Roku CFO: Ad Buyers ‘Hit the Emergency Brake’, But Streaming ‘Still a Key Opportunity’

Roku Ultra plays well with other manufacturers and includes headphones


There is still an “significant gap” for advertising to fill as consumers continue to transition to connected TV, according to Steve Lauden, chief financial officer of streaming TV company Roku, during a press conference Thursday.

Roku announced in prepared statements at Quarterly shareholder letter.

Louden was speaking after a disappointing second-quarter earnings report by the company, in which Roku missed revenue estimates for the June quarter by 5% and forecast revenue this quarter 10% below consensus, and withdrew its full-year revenue forecast.

“What you see is about half of consumer television viewing time is being broadcast now,” said Lauden, “advertisers know that’s where the world is moving, but they are hitting the emergency brakes because of the uncertainty” in the economy, including the prospects of a recession. “Both of these things can exist,” Lauden said.

The combined concerns about supply chain, stagnation and inflation are a continuation of the broad weakness in the Roku market that first appeared in Quarterly report for the month of November of last yearand became clearer with February forecast miss.

Roku’s The stock lost a quarter of its value Late trading after the report.

In the June quarter, Roku’s revenue and earnings, $764 million and a net loss of 82 cents per share, were below Wall Street’s consensus of $805 million and a loss of 62 cents.

For the current quarter, the company expects revenue of $700 million, below the consensus of $902.7 million.

Roku withdrew its full-year forecast for “total net revenue growth to be 35% year over year.”

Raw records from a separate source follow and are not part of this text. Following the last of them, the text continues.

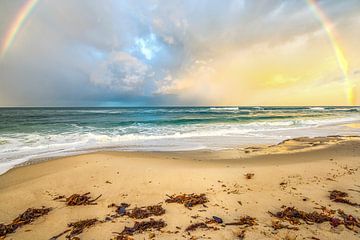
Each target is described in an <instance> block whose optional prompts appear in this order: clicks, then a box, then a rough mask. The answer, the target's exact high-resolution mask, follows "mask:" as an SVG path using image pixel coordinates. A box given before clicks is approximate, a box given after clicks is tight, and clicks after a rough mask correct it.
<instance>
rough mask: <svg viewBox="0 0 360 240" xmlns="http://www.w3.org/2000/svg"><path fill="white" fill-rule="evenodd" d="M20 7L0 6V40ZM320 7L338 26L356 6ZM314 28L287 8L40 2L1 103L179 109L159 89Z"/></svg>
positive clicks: (17, 2)
mask: <svg viewBox="0 0 360 240" xmlns="http://www.w3.org/2000/svg"><path fill="white" fill-rule="evenodd" d="M24 2H25V1H20V0H14V1H1V2H0V36H4V34H5V32H6V30H7V29H8V26H9V25H10V23H11V22H12V19H13V18H14V17H15V14H16V12H17V11H18V9H19V8H20V7H21V5H22V4H23V3H24ZM319 4H321V5H322V7H323V8H324V9H326V11H327V13H328V14H329V16H330V17H331V18H332V19H333V20H334V22H335V23H338V24H346V23H347V20H348V19H350V18H351V17H353V16H357V13H358V12H359V10H360V6H359V4H358V1H356V0H348V1H336V0H333V1H320V2H319ZM344 12H346V15H345V16H344V14H343V13H344ZM320 28H321V26H320V25H319V22H318V20H317V19H316V18H315V17H314V16H313V14H312V13H311V12H310V11H309V8H308V6H307V5H306V3H305V1H295V0H289V1H281V0H278V1H268V0H259V1H252V0H248V1H246V0H229V1H212V0H197V1H192V0H188V1H183V0H173V1H160V0H138V1H116V0H105V1H96V0H89V1H73V0H62V1H55V0H52V1H51V0H50V1H39V3H38V5H37V6H36V8H35V9H34V10H33V12H32V13H31V15H30V16H29V17H28V20H27V21H26V23H25V25H24V27H23V28H22V29H21V30H20V31H19V33H18V35H17V37H16V39H15V41H14V44H13V47H12V48H11V49H9V51H8V52H7V54H6V55H5V57H4V58H3V59H2V60H1V61H0V95H1V98H0V101H1V102H0V104H2V105H39V104H40V105H86V104H92V105H94V104H95V105H96V104H99V105H106V104H107V102H109V104H117V103H118V104H125V105H127V104H134V103H143V102H147V103H153V104H166V105H169V104H181V102H179V101H180V100H179V99H178V98H177V97H176V96H166V95H159V93H160V92H161V91H159V89H161V87H162V86H163V85H166V86H167V85H171V81H173V80H174V79H176V77H177V76H178V75H179V74H181V73H183V72H184V71H187V70H188V69H191V67H192V65H193V64H194V63H195V62H196V61H200V60H201V61H202V60H205V61H206V60H209V59H212V58H216V56H217V54H218V53H219V51H224V50H223V49H225V48H226V47H227V46H237V47H238V48H246V47H249V46H251V45H254V44H258V43H267V44H268V45H269V46H271V45H278V44H283V43H284V41H291V40H292V39H293V38H296V37H297V36H300V35H303V34H305V33H311V32H315V31H317V30H319V29H320Z"/></svg>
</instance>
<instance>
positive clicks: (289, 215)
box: [269, 207, 360, 232]
mask: <svg viewBox="0 0 360 240" xmlns="http://www.w3.org/2000/svg"><path fill="white" fill-rule="evenodd" d="M322 210H323V213H318V212H315V211H314V212H310V213H307V212H304V211H299V210H297V209H296V208H294V207H286V208H285V209H284V210H282V211H279V212H277V213H275V214H274V213H271V212H269V213H270V214H271V215H272V216H274V217H276V218H278V219H280V220H286V221H288V222H290V223H291V224H293V225H300V224H301V221H300V220H303V221H304V222H305V223H306V224H314V223H323V222H329V224H330V225H331V226H332V227H337V226H339V225H344V226H345V227H346V228H347V229H349V230H352V231H354V232H357V231H356V229H355V227H356V228H360V219H359V218H357V217H355V216H353V215H351V214H346V213H344V211H342V210H340V209H339V210H338V211H337V212H338V214H339V216H340V217H341V218H342V219H341V218H338V217H335V216H333V214H335V213H336V211H333V210H331V211H327V210H326V209H325V208H323V209H322ZM272 227H273V228H274V229H280V228H287V229H291V228H290V227H288V226H283V225H281V223H276V224H273V226H272ZM294 230H297V229H294Z"/></svg>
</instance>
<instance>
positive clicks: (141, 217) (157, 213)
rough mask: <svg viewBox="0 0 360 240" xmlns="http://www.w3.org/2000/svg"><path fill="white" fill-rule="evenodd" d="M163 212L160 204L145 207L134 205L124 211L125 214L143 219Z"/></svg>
mask: <svg viewBox="0 0 360 240" xmlns="http://www.w3.org/2000/svg"><path fill="white" fill-rule="evenodd" d="M164 213H165V209H164V208H163V207H162V206H161V205H153V206H146V207H135V208H133V209H130V210H129V211H128V212H126V215H127V216H129V217H131V218H135V219H144V218H148V217H151V216H161V215H163V214H164Z"/></svg>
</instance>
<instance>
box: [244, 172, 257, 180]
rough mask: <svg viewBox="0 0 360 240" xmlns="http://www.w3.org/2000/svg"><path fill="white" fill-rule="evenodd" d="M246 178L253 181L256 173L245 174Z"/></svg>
mask: <svg viewBox="0 0 360 240" xmlns="http://www.w3.org/2000/svg"><path fill="white" fill-rule="evenodd" d="M244 176H245V177H246V179H252V178H253V177H254V176H255V174H254V173H246V174H244Z"/></svg>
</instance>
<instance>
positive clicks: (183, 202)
mask: <svg viewBox="0 0 360 240" xmlns="http://www.w3.org/2000/svg"><path fill="white" fill-rule="evenodd" d="M166 196H167V197H168V199H166V200H165V202H166V203H180V204H184V206H185V207H187V208H191V207H193V206H195V205H199V204H205V203H207V202H209V200H208V199H207V197H206V195H205V194H204V193H201V194H194V193H191V194H181V195H172V196H169V195H166Z"/></svg>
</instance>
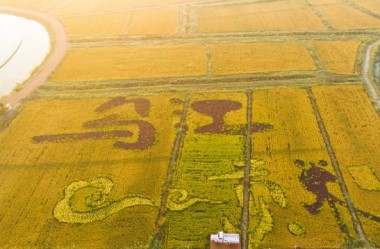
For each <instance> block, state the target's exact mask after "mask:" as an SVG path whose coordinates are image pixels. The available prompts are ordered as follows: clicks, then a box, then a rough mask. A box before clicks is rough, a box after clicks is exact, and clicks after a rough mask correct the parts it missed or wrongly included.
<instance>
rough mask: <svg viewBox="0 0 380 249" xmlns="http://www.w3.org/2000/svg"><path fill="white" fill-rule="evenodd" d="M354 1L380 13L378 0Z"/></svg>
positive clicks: (361, 6)
mask: <svg viewBox="0 0 380 249" xmlns="http://www.w3.org/2000/svg"><path fill="white" fill-rule="evenodd" d="M353 2H354V3H356V4H358V5H359V6H361V7H364V8H366V9H368V10H370V11H373V12H375V13H377V14H380V2H379V1H377V0H353Z"/></svg>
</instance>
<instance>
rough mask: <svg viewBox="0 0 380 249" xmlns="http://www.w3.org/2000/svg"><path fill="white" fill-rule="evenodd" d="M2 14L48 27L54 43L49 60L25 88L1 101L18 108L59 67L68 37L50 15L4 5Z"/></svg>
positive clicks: (29, 10) (34, 11)
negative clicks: (17, 17)
mask: <svg viewBox="0 0 380 249" xmlns="http://www.w3.org/2000/svg"><path fill="white" fill-rule="evenodd" d="M0 12H3V13H9V14H14V15H18V16H23V17H26V18H31V19H34V20H37V21H39V22H40V23H42V24H43V25H47V26H48V27H47V28H48V30H49V34H50V39H51V41H52V49H51V52H50V54H49V55H48V57H47V59H46V60H45V61H44V62H43V63H42V65H41V66H40V67H39V68H38V70H37V71H36V72H35V73H34V74H33V75H32V76H31V77H30V78H29V79H28V80H27V82H26V83H25V85H24V86H23V88H22V89H21V90H20V91H18V92H13V93H11V94H10V95H8V96H6V97H4V98H3V99H2V100H1V102H2V103H4V104H7V103H10V104H11V105H13V106H16V105H17V104H19V103H20V102H21V101H22V100H23V99H24V98H26V97H28V96H29V95H30V94H31V93H32V92H33V91H34V90H35V89H36V88H37V87H39V86H40V85H42V84H43V83H45V82H46V80H47V79H48V78H49V76H50V74H51V73H52V72H53V71H54V70H55V69H56V68H57V67H58V65H59V64H60V62H61V60H62V59H63V57H64V56H65V54H66V51H67V36H66V32H65V29H64V28H63V25H62V24H61V23H60V22H59V21H58V20H57V19H55V18H54V17H52V16H50V15H47V14H44V13H39V12H36V11H32V10H24V9H18V8H12V7H7V6H2V5H0Z"/></svg>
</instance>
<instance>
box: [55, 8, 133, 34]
mask: <svg viewBox="0 0 380 249" xmlns="http://www.w3.org/2000/svg"><path fill="white" fill-rule="evenodd" d="M130 16H131V14H130V13H113V14H98V15H89V16H72V17H63V18H61V21H62V23H63V25H64V26H65V29H66V32H67V34H68V36H70V37H72V36H106V35H114V36H116V35H123V34H125V33H126V32H127V26H128V21H129V19H130Z"/></svg>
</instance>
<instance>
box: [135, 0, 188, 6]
mask: <svg viewBox="0 0 380 249" xmlns="http://www.w3.org/2000/svg"><path fill="white" fill-rule="evenodd" d="M188 2H189V3H191V2H194V1H193V0H138V1H135V2H134V6H136V7H144V6H155V5H165V4H180V3H188Z"/></svg>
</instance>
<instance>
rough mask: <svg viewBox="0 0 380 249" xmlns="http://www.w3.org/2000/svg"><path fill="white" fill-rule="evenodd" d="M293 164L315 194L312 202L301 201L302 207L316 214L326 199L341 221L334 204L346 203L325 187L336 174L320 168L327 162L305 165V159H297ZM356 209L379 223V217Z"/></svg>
mask: <svg viewBox="0 0 380 249" xmlns="http://www.w3.org/2000/svg"><path fill="white" fill-rule="evenodd" d="M294 164H295V165H297V166H298V167H300V168H301V169H302V172H301V175H300V176H299V180H300V181H301V182H302V184H303V185H304V186H305V188H306V189H307V190H308V191H309V192H311V193H313V194H314V195H315V197H316V199H317V200H316V201H315V202H314V203H312V204H305V203H303V207H304V208H305V209H306V210H307V211H308V212H309V213H310V214H312V215H317V214H318V213H319V212H320V210H321V207H322V206H323V203H324V202H325V201H326V202H327V203H328V205H329V206H330V208H331V209H332V210H333V212H334V216H335V218H336V219H337V220H338V221H341V218H340V214H339V212H338V210H337V208H336V204H340V205H344V206H345V205H346V203H345V201H343V200H341V199H339V198H338V197H336V196H335V195H333V194H331V193H330V192H329V190H328V188H327V183H329V182H336V181H337V178H336V176H334V175H333V174H331V173H330V172H328V171H327V170H325V169H323V168H322V167H326V166H327V165H328V163H327V162H326V161H325V160H319V161H318V162H317V163H316V162H309V165H306V163H305V161H303V160H300V159H297V160H295V161H294ZM356 211H357V212H358V213H360V214H361V215H363V216H364V217H366V218H369V219H371V220H373V221H375V222H379V223H380V217H378V216H375V215H372V214H370V213H368V212H365V211H363V210H360V209H356ZM339 226H340V229H341V230H342V232H344V233H347V234H348V230H347V227H346V225H345V224H343V223H341V222H339Z"/></svg>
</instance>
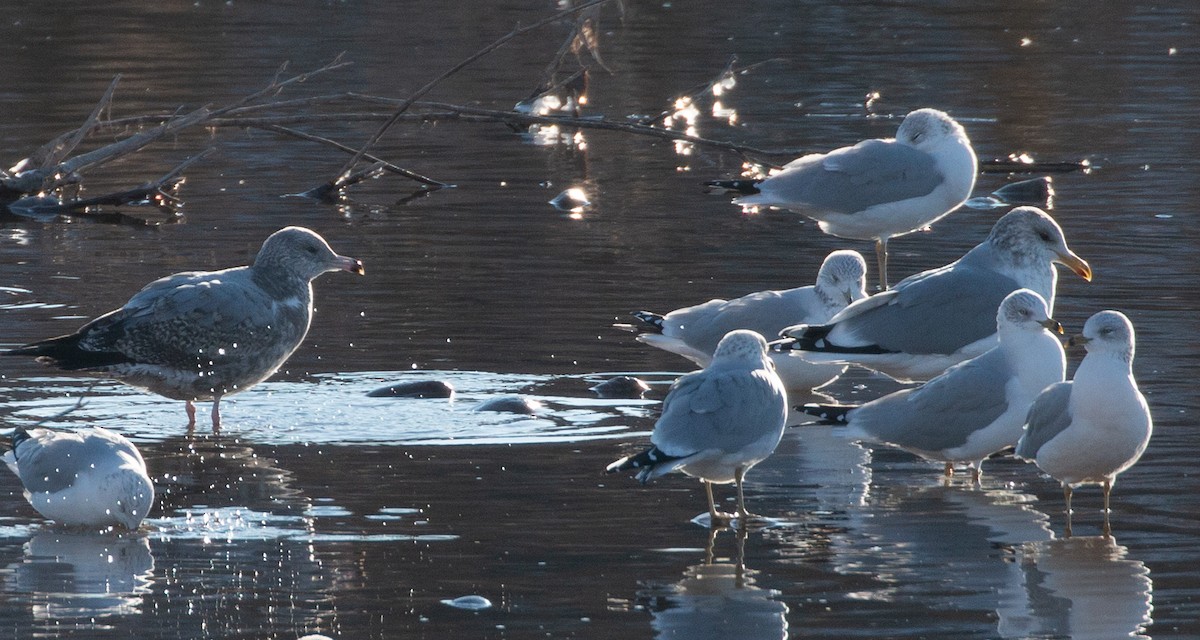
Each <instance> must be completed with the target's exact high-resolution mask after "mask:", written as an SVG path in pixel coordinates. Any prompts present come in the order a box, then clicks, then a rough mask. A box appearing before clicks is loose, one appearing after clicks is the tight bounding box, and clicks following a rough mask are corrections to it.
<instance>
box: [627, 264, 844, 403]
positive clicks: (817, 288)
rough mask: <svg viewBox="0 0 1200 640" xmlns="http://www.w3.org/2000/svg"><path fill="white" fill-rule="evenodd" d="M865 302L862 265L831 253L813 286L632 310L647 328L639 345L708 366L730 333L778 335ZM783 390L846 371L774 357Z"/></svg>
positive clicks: (636, 328)
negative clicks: (717, 343)
mask: <svg viewBox="0 0 1200 640" xmlns="http://www.w3.org/2000/svg"><path fill="white" fill-rule="evenodd" d="M865 297H866V261H864V259H863V256H860V255H859V253H858V252H857V251H834V252H832V253H829V255H828V256H827V257H826V259H824V262H823V263H822V264H821V270H820V271H817V281H816V285H810V286H808V287H797V288H794V289H785V291H761V292H757V293H751V294H749V295H743V297H742V298H738V299H734V300H720V299H716V300H709V301H707V303H704V304H700V305H695V306H688V307H684V309H677V310H674V311H672V312H670V313H667V315H665V316H660V315H658V313H650V312H649V311H636V312H634V316H635V317H636V318H637V319H640V321H642V325H640V327H635V328H634V329H635V330H637V329H646V330H644V331H643V333H642V334H640V335H638V336H637V341H638V342H644V343H647V345H650V346H652V347H658V348H660V349H664V351H670V352H671V353H677V354H679V355H683V357H684V358H688V359H689V360H691V361H694V363H696V364H697V365H700V366H708V365H709V364H710V363H712V361H713V352H714V351H715V349H716V343H718V342H719V341H720V340H721V337H724V336H725V334H727V333H730V331H732V330H734V329H750V330H752V331H758V333H760V334H762V335H769V336H774V335H779V331H780V330H782V329H784V328H785V327H790V325H792V324H798V323H806V324H821V323H823V322H828V321H829V318H832V317H833V316H834V313H836V312H838V311H841V310H842V309H845V307H846V305H848V304H850V303H853V301H854V300H858V299H860V298H865ZM772 360H774V363H775V371H776V372H779V377H780V378H781V379H782V381H784V387H786V388H787V389H790V390H791V389H796V390H805V391H806V390H809V389H812V388H816V387H821V385H823V384H827V383H829V382H830V381H833V379H834V378H836V377H838V376H840V375H841V372H842V371H845V370H846V366H845V365H840V364H814V363H809V361H805V360H804V359H802V358H792V357H790V355H788V354H786V353H774V354H772Z"/></svg>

During the call with reporters, Louden noted the discrepancy between advertising budgets and broadcast usage. While more than half of TV viewing is now broadcast, “there’s a lot of friction and gridlock” in TV ad spending budgets, he said, with only about 22% of TV ad spending going to live broadcasting.

“There’s still a huge gap out there,” Louden said of the disparity in budgets versus consumption. “This is a huge opportunity for live stream creators – I think it’s an essential opportunity.”

In addition to the lack of advertising, Roku has continued to struggle with an industry-wide slowdown in sales of connected TVs, amid supply chain issues.

The company said, “Retailers were empowered by higher U.S. TV inventory and temporary lower TV prices in the second quarter, helping to mitigate the decline in TV unit sales in the quarter.

“The overall sales of the US TV industry and gamers, as well as Roku TV and gamer unit sales, were lower than the second quarter of 2021.”

Louden said Roku has continued to absorb high prices, on average, for TVs to isolate consumers. The company’s gross margin on its hardware products, which has always been a “loss leader” to promote new account sign-ups, fell in the first quarter to minus 24% from minus 17% in the previous quarter.

Other work metrics have also slowed. Although the number of active accounts, 63.1 million, increased, year-over-year, in the same quarter by 14% as the previous quarter, the company’s revenue per user grew more slowly, increasing by 21% versus 34% in the March quarter. ).

With the revenue shortfall, Roku’s profit margin, adjusted for Ebitda (earnings before interest, taxes, depreciation, and amortization), fell into negative territory, coming to negative 1.6% of revenue, versus positive 7.8% in the previous quarter, and positive 19% in the same quarter. Previous.

asked by ZDNet How the company will manage its expenses this year, after canceling promises of revenue growth, Lowden said the main focus is on slowing the company’s hiring. He noted that this slowdown is not a hiring “freeze”, nor is it layoffs, but rather a downturn from the pace of “significant” new hires.

He noted that Roku will also consider spending on discretionary projects such as developing original Roku programming, although this currently represents a minority of the company’s spending on content.